Peer review information

Nature Communications thanks Jeffrey Bowers, Heiko Schütt and the other, anonymous, reviewer(s) for their contribution to the peer review of this work. A peer review file is available.

Data availability

All data generated in this study have been deposited in our Project GitHub: github.com/ColinConwell/DeepNSD/, and are available for use under a GNU General Public License 3.0. Source data (and versioned code) for the reproduction of all results in this publication (statistics, figures, tables) are available at github.com/ColinConwell/DeepNSD/publication.
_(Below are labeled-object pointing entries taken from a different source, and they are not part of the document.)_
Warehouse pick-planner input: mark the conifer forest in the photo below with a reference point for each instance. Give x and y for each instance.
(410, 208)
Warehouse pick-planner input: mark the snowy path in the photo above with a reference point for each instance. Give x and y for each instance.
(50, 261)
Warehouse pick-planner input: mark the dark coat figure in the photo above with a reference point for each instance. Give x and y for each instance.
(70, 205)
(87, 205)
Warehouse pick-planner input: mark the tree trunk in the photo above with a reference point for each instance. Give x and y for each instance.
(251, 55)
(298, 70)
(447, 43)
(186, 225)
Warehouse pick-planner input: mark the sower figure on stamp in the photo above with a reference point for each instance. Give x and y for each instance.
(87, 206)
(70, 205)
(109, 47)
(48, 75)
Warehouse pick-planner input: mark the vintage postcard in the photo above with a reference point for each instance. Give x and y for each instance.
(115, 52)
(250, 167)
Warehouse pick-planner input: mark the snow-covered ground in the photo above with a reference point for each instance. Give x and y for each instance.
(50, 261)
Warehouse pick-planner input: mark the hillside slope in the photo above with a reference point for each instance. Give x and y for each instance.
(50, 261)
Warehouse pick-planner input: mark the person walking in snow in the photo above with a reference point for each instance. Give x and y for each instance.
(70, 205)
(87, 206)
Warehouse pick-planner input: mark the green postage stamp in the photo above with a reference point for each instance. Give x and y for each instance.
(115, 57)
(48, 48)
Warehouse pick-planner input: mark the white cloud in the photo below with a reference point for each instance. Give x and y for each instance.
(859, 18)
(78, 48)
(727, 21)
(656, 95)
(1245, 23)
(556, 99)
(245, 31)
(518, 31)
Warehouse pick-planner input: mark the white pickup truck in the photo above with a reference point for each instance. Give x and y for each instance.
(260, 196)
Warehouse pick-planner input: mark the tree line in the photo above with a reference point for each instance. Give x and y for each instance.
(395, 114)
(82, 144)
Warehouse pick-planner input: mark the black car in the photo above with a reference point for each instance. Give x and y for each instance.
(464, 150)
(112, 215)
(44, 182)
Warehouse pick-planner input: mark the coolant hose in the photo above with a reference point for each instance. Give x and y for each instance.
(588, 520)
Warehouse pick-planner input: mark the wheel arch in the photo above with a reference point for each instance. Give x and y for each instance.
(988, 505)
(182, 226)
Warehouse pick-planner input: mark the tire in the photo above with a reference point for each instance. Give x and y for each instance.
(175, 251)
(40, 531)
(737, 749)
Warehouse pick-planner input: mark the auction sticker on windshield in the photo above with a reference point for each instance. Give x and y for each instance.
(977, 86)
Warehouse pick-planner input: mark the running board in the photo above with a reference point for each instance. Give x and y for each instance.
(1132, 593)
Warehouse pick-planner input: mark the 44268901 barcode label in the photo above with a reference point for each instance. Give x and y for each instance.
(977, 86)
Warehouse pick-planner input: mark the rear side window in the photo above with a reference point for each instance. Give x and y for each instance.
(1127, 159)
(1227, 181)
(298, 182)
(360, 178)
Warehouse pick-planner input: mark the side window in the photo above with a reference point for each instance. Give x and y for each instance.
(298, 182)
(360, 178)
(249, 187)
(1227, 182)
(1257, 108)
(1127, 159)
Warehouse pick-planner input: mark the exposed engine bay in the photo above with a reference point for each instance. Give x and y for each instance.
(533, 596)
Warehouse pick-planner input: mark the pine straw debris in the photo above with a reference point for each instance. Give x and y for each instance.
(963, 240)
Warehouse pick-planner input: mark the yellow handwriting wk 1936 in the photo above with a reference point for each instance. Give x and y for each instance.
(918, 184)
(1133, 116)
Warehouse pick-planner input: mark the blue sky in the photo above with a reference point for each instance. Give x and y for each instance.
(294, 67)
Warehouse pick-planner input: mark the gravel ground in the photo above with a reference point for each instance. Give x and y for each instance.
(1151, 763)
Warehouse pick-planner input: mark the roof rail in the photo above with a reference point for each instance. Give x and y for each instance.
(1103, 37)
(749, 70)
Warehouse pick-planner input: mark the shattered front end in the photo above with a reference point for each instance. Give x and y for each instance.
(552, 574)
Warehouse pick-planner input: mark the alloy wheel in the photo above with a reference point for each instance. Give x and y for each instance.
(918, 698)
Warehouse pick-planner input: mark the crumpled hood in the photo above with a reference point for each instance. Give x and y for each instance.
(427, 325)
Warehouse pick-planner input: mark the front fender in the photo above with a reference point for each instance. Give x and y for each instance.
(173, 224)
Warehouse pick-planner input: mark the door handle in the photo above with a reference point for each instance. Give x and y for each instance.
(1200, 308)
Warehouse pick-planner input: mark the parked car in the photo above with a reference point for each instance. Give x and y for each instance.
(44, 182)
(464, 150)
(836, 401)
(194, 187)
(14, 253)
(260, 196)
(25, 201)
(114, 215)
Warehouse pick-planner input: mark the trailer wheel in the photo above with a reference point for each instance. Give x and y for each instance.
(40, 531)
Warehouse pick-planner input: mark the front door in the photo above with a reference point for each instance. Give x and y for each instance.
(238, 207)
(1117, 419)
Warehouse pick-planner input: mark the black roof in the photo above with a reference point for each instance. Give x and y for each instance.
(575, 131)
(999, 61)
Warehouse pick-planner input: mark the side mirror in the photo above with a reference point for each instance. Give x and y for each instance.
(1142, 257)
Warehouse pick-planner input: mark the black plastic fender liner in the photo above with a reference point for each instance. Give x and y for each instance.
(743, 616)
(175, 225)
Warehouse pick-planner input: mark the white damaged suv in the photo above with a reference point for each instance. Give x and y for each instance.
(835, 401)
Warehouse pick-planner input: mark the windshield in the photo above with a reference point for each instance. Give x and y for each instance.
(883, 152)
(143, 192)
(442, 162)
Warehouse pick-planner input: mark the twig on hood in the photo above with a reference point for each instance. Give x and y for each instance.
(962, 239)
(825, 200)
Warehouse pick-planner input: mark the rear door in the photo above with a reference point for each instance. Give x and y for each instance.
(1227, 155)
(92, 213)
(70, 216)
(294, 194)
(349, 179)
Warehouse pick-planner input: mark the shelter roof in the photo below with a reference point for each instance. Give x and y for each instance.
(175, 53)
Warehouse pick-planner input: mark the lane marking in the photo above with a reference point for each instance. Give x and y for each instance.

The brain data used in this analysis are a parse of the larger Natural Scenes Dataset, which is publicly available for download at: naturalscenesdataset.org/. Source data and code for reproducing all statistics, figures, and tables are also available in the accompanying source-data.zip file. Source data are provided with this paper.

Code availability

Code for the reproduction of these results is available at github.com/ColinConwell/DeepNSD/publication.

Competing interests

The authors declare no competing interests.

Supplementary information

The online version contains supplementary material available at 10.1038/s41467-024-53147-y.